A writ petition was filed in the Madras High Court objecting to the minister’s remarks. The petitioner asked that a writ of quo warranto be issued against Udhayanidhi, and that he should show cause as to under what authority of law he could continue to hold his post. The petitioner’s lawyer argued that the minister had deliberately or otherwise misconstrued the meaning of Sanatana Dharma, which was not the same as varna dharma, which prescribes caste duties and ordains caste-based vocations. Rather, the petitioner held, Sanatan Dharma was another name for Hinduism. In other words, the minister had sought to malign Hinduism. 

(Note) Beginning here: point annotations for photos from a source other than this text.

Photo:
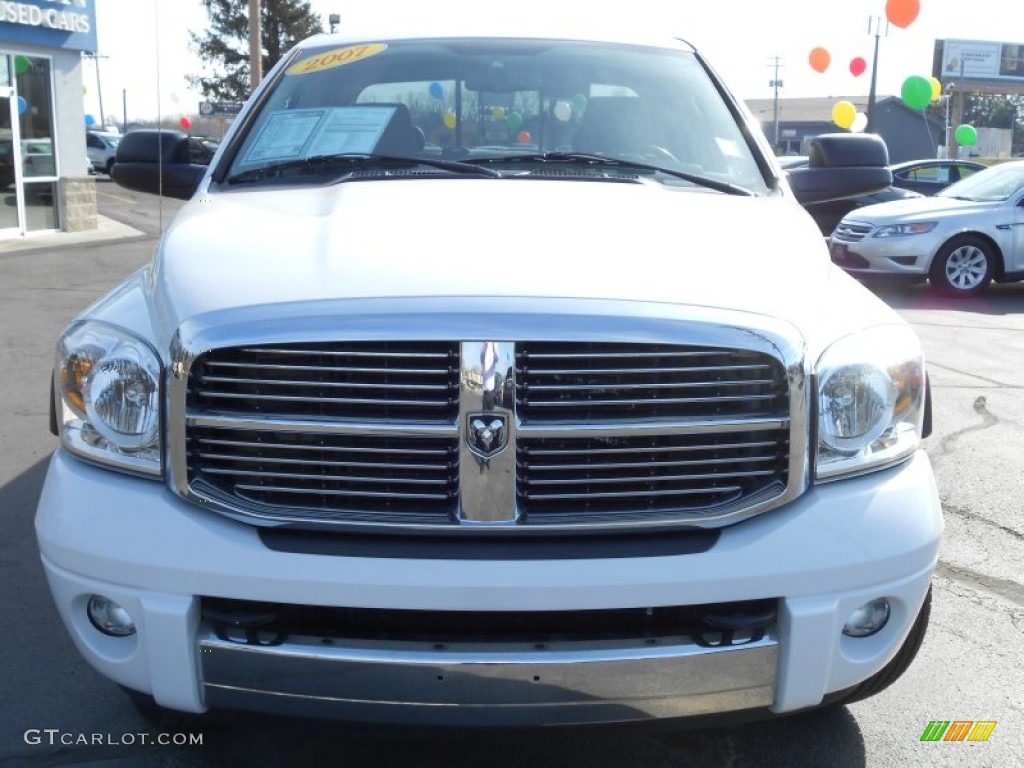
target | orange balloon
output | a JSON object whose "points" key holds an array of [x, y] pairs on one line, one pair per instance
{"points": [[902, 12], [819, 59]]}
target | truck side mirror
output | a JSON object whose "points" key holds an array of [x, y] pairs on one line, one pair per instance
{"points": [[157, 162], [842, 165]]}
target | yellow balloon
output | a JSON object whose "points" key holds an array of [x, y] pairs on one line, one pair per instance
{"points": [[844, 114]]}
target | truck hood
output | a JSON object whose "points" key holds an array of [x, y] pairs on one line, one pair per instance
{"points": [[494, 238]]}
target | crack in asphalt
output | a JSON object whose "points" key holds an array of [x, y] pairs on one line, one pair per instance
{"points": [[964, 512], [1005, 588], [988, 420], [996, 382]]}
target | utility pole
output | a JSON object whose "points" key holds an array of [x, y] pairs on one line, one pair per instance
{"points": [[953, 144], [876, 24], [776, 84], [255, 45]]}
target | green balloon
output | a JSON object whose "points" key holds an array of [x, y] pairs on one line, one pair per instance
{"points": [[967, 135], [916, 92]]}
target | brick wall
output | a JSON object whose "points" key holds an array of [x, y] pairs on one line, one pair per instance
{"points": [[78, 203]]}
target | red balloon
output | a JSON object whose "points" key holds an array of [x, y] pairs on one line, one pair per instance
{"points": [[902, 12]]}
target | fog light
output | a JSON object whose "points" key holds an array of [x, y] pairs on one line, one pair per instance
{"points": [[867, 620], [110, 617]]}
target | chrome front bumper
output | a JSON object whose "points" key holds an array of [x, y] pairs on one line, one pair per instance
{"points": [[552, 683]]}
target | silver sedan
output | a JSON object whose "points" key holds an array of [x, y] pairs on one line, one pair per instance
{"points": [[962, 239]]}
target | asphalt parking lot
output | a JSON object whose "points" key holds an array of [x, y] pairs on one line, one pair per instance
{"points": [[970, 668]]}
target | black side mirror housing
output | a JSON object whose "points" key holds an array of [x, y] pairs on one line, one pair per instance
{"points": [[157, 162], [842, 165]]}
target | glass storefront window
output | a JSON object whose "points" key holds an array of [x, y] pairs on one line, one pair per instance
{"points": [[32, 104]]}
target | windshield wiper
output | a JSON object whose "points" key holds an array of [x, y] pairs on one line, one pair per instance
{"points": [[317, 162], [601, 160]]}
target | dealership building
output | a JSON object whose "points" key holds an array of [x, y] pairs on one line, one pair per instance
{"points": [[44, 181]]}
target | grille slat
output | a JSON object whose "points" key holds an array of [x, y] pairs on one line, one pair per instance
{"points": [[322, 369], [635, 477], [299, 383], [628, 371], [386, 381], [625, 479], [348, 493], [645, 385], [635, 382], [633, 465], [298, 446], [382, 402], [710, 491], [313, 463], [347, 477], [627, 402]]}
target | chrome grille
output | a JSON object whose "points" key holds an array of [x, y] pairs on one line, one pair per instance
{"points": [[655, 476], [616, 382], [354, 380], [372, 435], [850, 231], [329, 477]]}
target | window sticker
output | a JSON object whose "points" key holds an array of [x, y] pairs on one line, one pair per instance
{"points": [[304, 133], [351, 129], [336, 57], [285, 135]]}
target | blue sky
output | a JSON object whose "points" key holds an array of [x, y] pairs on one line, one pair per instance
{"points": [[739, 37]]}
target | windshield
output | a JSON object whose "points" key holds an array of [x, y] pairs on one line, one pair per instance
{"points": [[991, 185], [484, 99]]}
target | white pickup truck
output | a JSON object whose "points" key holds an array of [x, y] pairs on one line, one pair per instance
{"points": [[493, 380]]}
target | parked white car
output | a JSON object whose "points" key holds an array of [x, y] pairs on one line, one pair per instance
{"points": [[457, 393], [961, 239], [102, 150]]}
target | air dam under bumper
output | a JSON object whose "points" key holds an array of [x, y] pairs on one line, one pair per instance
{"points": [[564, 683]]}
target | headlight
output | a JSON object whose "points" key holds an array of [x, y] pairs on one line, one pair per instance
{"points": [[109, 384], [870, 401], [899, 230]]}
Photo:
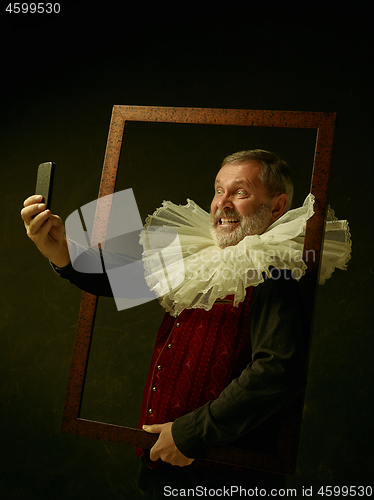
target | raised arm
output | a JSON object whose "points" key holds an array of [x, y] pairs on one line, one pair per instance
{"points": [[46, 230]]}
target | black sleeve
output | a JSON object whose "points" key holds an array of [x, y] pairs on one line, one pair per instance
{"points": [[88, 261], [270, 382]]}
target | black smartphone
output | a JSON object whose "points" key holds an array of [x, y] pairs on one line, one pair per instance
{"points": [[44, 181]]}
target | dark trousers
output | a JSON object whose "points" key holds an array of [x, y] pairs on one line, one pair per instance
{"points": [[173, 482]]}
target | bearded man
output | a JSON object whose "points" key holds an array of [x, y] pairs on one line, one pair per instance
{"points": [[229, 352]]}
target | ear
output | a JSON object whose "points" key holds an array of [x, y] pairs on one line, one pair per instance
{"points": [[278, 206]]}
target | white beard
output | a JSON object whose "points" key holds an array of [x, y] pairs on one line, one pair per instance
{"points": [[255, 223]]}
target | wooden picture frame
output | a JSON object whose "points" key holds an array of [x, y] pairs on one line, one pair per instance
{"points": [[283, 459]]}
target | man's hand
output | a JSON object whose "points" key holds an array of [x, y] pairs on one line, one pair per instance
{"points": [[164, 447], [45, 230]]}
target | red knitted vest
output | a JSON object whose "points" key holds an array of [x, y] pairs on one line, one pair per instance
{"points": [[196, 356]]}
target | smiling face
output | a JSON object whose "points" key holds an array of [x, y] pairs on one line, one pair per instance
{"points": [[240, 206]]}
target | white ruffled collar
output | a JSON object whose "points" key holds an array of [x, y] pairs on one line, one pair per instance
{"points": [[187, 270]]}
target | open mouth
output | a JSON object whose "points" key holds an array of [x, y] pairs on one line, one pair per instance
{"points": [[228, 221]]}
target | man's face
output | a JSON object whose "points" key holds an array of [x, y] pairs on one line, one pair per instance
{"points": [[240, 206]]}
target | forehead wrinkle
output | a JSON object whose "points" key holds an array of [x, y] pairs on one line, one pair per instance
{"points": [[236, 182]]}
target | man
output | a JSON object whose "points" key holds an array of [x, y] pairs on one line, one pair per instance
{"points": [[263, 368]]}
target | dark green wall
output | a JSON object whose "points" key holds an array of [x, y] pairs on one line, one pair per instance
{"points": [[61, 78]]}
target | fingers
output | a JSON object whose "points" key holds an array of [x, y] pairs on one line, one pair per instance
{"points": [[153, 429], [35, 198], [32, 208]]}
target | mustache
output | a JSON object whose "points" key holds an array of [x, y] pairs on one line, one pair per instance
{"points": [[226, 213]]}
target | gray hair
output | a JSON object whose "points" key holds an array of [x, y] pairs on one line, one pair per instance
{"points": [[275, 174]]}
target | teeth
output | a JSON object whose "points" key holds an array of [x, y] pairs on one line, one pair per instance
{"points": [[228, 221]]}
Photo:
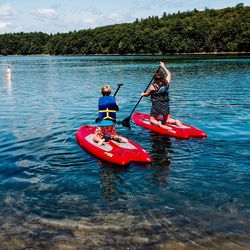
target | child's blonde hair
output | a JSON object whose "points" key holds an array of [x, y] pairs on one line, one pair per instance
{"points": [[106, 90]]}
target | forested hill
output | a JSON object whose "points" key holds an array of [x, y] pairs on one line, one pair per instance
{"points": [[224, 30]]}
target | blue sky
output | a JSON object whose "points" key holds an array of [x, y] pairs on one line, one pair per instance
{"points": [[52, 16]]}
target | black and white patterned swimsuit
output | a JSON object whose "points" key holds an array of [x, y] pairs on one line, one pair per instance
{"points": [[160, 101]]}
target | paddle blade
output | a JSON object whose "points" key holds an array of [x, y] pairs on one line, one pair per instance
{"points": [[126, 122]]}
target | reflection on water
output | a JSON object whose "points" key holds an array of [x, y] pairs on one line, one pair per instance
{"points": [[55, 195]]}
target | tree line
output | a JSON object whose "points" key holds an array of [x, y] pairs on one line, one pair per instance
{"points": [[223, 30]]}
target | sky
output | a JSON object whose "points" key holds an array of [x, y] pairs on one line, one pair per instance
{"points": [[53, 16]]}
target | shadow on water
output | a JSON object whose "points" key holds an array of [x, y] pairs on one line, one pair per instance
{"points": [[110, 177]]}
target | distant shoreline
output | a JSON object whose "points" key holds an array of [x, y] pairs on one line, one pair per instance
{"points": [[155, 54]]}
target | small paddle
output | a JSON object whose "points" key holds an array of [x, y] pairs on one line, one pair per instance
{"points": [[126, 121], [118, 87]]}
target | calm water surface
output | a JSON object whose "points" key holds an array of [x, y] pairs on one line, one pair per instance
{"points": [[54, 195]]}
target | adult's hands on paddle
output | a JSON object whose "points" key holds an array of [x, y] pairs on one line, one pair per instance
{"points": [[118, 87], [126, 121]]}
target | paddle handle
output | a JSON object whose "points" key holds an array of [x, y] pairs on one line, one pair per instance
{"points": [[144, 91]]}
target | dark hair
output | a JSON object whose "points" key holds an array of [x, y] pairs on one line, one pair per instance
{"points": [[159, 76]]}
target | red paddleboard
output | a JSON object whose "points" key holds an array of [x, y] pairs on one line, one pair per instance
{"points": [[119, 153], [186, 131]]}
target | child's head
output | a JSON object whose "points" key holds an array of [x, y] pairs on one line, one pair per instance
{"points": [[160, 78], [106, 90]]}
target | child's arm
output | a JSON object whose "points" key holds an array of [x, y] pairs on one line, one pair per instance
{"points": [[149, 92], [168, 77]]}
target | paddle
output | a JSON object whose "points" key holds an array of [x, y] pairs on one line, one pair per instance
{"points": [[126, 121], [118, 87]]}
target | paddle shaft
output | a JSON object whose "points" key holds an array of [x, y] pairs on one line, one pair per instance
{"points": [[142, 96]]}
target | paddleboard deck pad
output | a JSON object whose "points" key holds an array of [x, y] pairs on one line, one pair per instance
{"points": [[115, 152], [186, 131]]}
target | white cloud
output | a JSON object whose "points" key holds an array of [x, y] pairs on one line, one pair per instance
{"points": [[4, 25], [89, 21], [6, 10], [115, 17], [46, 13]]}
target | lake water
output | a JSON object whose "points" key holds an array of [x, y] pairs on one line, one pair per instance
{"points": [[54, 195]]}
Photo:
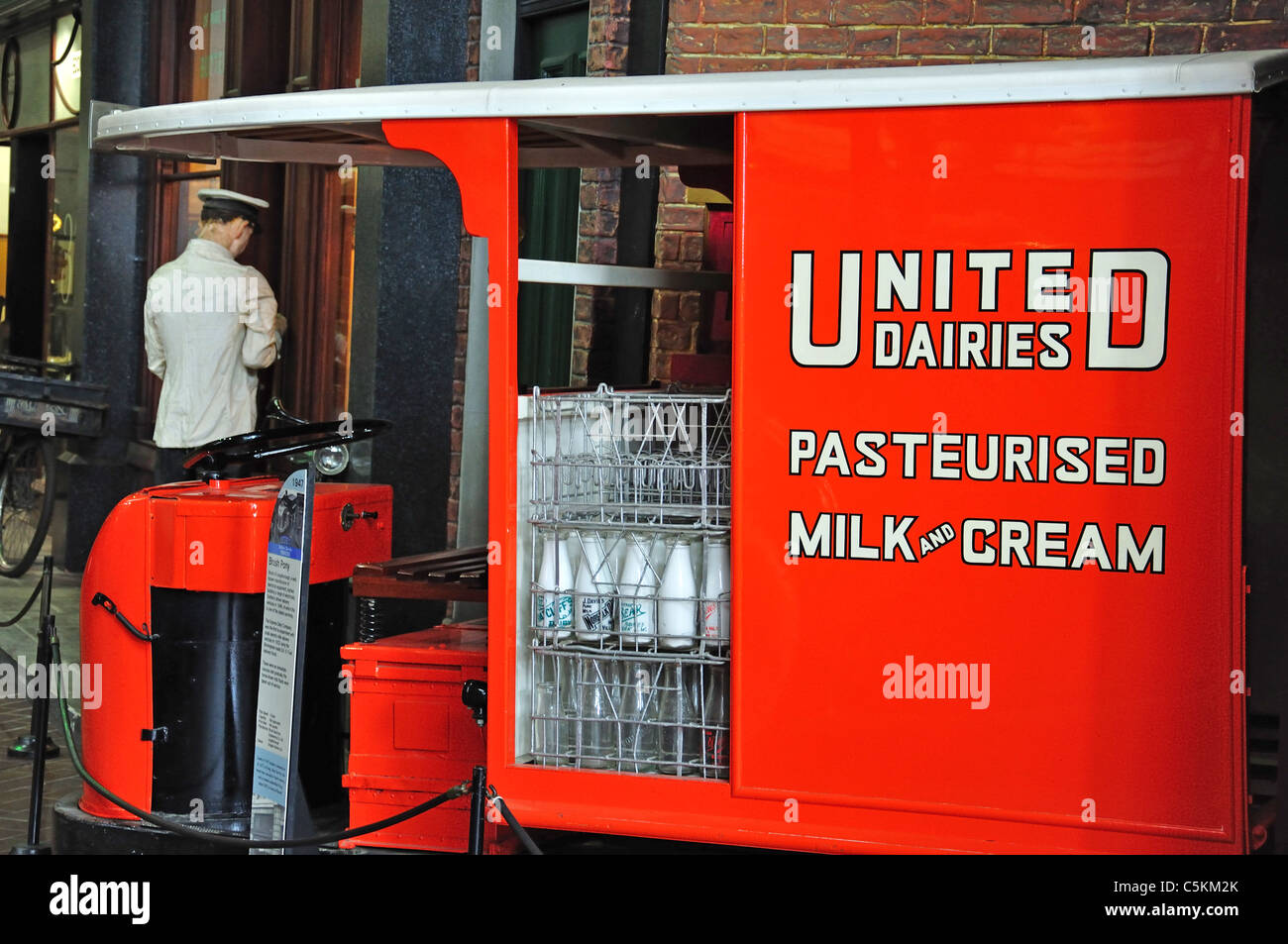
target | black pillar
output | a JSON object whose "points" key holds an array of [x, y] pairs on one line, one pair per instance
{"points": [[406, 266], [117, 68]]}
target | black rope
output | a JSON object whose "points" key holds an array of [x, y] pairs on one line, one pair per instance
{"points": [[514, 823], [220, 839], [106, 603]]}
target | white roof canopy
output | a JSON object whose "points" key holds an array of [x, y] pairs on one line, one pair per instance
{"points": [[684, 120]]}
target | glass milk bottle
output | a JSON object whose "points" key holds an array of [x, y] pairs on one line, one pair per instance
{"points": [[596, 712], [715, 584], [715, 724], [555, 581], [678, 609], [681, 750], [639, 717], [593, 588]]}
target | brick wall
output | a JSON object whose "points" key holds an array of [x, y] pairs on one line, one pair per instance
{"points": [[746, 35], [599, 204]]}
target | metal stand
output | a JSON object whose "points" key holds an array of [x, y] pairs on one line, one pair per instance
{"points": [[478, 810], [40, 723], [25, 747]]}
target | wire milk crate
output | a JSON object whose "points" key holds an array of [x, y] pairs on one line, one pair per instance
{"points": [[636, 715], [629, 604], [656, 459]]}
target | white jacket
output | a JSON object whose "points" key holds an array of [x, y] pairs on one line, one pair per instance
{"points": [[209, 323]]}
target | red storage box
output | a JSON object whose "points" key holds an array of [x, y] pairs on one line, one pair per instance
{"points": [[411, 738]]}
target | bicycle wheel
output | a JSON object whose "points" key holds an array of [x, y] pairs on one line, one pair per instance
{"points": [[26, 501]]}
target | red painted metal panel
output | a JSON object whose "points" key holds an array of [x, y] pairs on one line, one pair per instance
{"points": [[200, 537], [1102, 689], [1112, 686]]}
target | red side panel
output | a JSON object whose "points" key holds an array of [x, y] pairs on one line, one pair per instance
{"points": [[200, 537], [1111, 724], [1107, 707]]}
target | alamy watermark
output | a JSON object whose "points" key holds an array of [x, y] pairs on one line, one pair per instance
{"points": [[39, 682], [231, 294], [940, 681]]}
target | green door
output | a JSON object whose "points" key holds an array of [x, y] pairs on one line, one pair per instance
{"points": [[548, 206]]}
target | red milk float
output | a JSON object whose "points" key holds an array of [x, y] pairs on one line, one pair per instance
{"points": [[982, 468]]}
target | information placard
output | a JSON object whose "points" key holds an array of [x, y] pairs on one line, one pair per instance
{"points": [[281, 684]]}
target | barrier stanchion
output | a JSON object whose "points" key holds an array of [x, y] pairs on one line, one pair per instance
{"points": [[25, 747], [40, 723]]}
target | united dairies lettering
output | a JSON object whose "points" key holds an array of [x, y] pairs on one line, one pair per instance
{"points": [[1131, 283]]}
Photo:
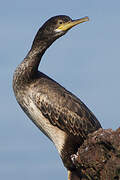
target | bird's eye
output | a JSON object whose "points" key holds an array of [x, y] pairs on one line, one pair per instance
{"points": [[60, 22]]}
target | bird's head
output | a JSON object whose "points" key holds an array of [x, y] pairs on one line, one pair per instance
{"points": [[56, 27]]}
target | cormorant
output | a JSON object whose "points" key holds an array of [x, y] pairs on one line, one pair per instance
{"points": [[59, 114]]}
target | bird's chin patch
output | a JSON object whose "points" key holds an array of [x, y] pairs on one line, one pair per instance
{"points": [[60, 32]]}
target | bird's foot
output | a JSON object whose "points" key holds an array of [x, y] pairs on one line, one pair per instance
{"points": [[74, 158]]}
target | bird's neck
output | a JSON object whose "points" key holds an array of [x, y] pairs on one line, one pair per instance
{"points": [[28, 69]]}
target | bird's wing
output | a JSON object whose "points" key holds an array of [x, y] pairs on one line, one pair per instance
{"points": [[65, 110]]}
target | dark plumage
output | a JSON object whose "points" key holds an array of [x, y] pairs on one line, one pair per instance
{"points": [[60, 115]]}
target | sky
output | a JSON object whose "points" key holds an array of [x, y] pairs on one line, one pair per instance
{"points": [[86, 61]]}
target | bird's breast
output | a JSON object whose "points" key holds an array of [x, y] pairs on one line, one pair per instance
{"points": [[55, 134]]}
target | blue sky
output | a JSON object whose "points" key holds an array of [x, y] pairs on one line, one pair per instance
{"points": [[86, 61]]}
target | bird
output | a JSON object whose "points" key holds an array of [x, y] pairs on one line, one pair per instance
{"points": [[57, 112]]}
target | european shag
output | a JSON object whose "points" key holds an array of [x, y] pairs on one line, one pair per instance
{"points": [[59, 114]]}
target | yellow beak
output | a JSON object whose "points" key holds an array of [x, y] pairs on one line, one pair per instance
{"points": [[68, 25]]}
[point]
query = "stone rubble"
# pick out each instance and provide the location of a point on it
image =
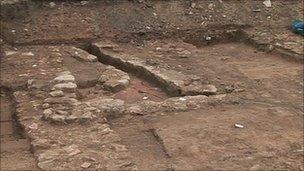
(63, 107)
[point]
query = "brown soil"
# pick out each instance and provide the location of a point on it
(15, 150)
(263, 88)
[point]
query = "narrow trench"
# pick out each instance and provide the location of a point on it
(137, 71)
(14, 144)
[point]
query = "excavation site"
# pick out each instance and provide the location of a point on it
(152, 85)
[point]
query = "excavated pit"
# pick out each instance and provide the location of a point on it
(14, 144)
(186, 90)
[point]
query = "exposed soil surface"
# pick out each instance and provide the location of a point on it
(15, 149)
(151, 85)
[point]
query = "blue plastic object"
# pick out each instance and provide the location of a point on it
(298, 27)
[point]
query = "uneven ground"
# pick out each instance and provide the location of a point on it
(151, 85)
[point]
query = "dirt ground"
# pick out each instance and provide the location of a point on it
(151, 85)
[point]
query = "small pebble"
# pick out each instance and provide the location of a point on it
(86, 165)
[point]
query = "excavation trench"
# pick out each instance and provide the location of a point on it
(14, 143)
(138, 71)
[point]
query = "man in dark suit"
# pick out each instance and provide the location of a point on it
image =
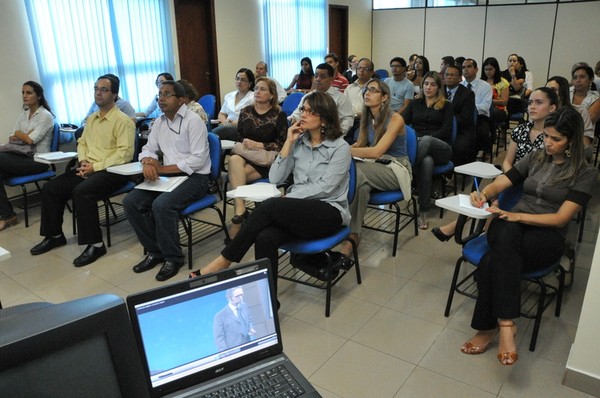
(463, 102)
(232, 325)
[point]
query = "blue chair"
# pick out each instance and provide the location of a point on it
(323, 245)
(35, 178)
(374, 219)
(533, 301)
(194, 230)
(209, 103)
(290, 103)
(382, 73)
(447, 168)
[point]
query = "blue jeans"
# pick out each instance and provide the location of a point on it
(154, 216)
(431, 152)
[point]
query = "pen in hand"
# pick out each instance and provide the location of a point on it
(477, 189)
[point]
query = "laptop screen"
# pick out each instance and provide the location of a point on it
(201, 328)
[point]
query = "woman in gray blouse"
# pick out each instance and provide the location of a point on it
(316, 205)
(557, 183)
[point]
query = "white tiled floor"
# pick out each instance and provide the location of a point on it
(387, 337)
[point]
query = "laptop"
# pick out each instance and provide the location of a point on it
(215, 334)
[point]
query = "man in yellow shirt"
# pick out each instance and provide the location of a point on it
(107, 140)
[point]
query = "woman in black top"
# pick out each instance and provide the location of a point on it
(431, 117)
(557, 183)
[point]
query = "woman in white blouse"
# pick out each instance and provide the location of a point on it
(34, 127)
(233, 103)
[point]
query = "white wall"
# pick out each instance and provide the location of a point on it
(523, 29)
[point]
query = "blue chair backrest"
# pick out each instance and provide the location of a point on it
(352, 183)
(454, 131)
(209, 103)
(290, 103)
(214, 144)
(509, 197)
(411, 144)
(136, 145)
(382, 73)
(55, 138)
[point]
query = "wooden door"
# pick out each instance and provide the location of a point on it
(197, 44)
(338, 34)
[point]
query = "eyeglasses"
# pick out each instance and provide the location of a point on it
(308, 111)
(166, 95)
(103, 90)
(371, 89)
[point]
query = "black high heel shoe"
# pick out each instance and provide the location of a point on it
(442, 237)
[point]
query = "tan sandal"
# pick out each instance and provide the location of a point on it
(508, 358)
(471, 349)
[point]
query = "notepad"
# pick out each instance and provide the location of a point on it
(261, 190)
(163, 184)
(465, 201)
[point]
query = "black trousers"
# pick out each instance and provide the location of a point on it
(85, 193)
(277, 221)
(515, 248)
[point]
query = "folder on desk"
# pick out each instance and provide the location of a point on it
(163, 184)
(258, 190)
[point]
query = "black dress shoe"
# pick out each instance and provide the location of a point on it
(48, 244)
(148, 263)
(442, 237)
(168, 270)
(89, 255)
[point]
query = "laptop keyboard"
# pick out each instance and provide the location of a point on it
(275, 382)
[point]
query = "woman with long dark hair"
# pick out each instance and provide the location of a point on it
(233, 103)
(34, 127)
(431, 117)
(381, 136)
(304, 80)
(557, 182)
(316, 205)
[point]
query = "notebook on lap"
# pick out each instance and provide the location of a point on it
(215, 335)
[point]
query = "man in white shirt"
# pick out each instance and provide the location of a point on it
(483, 102)
(402, 89)
(262, 69)
(181, 136)
(354, 92)
(323, 78)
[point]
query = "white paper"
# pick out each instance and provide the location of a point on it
(258, 190)
(163, 184)
(465, 201)
(58, 155)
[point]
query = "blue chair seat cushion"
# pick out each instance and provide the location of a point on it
(444, 168)
(200, 204)
(474, 249)
(20, 180)
(302, 246)
(383, 198)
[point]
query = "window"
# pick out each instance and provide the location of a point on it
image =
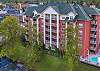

Justice Sumanth ruled that the writ petition was not maintainable given that the “list of enumerated disqualifications” of ministers in law was not applicable in this case. Besides, in constitutional terms, this list was to be viewed as “sacrosanct … a Lakshman rekha that cannot be breached.” But, she went on to note, the minister’s call for the eradication of a religious value system was patently offensive –  he sought to “spew hate against a particular community, the Hindus”, and his speech “constitutes disinformation.” The judge also acknowledged the sincere intent of the petitioner, who had approached the court because he rightly believed that Udhayanidhi was engaged in “the vice of disintegration and fomenting of fissiparous tendencies.” She further observed that the minister’s statement regarding Sanatana Dharma was based on ignorance of original Sanskrit texts on the subject. In this context, she referred to the readings of Sanatana Dharma produced in court by the minister’s legal team and noted that they drew from obscure texts that, therefore, may not be considered reliable.

This judgment is intriguing. For one, it repeats well-worn responses to the criticisms of Hinduism and Sanatana Dharma by individuals and parties that one may group under the broad umbrella of the Dravidian movement. These responses have existed for well over a century, going back to the roots of the Dravidian movement in the non-Brahmin movement formed under the aegis of the South Indian Liberal Federation, or Justice Party, in 1917. At the time, what was then the Madras Presidency witnessed  protests against Brahmin dominance in public employment and education, and also sharp criticisms against the caste order and untouchability, as well as the justifications offered for these by Brahmin thinkers and ideologues. Predictably enough, the Brahmins defended their views, often with acrimony and contempt. But even when they did not, they expressed a certain bias that was not lost on their critics.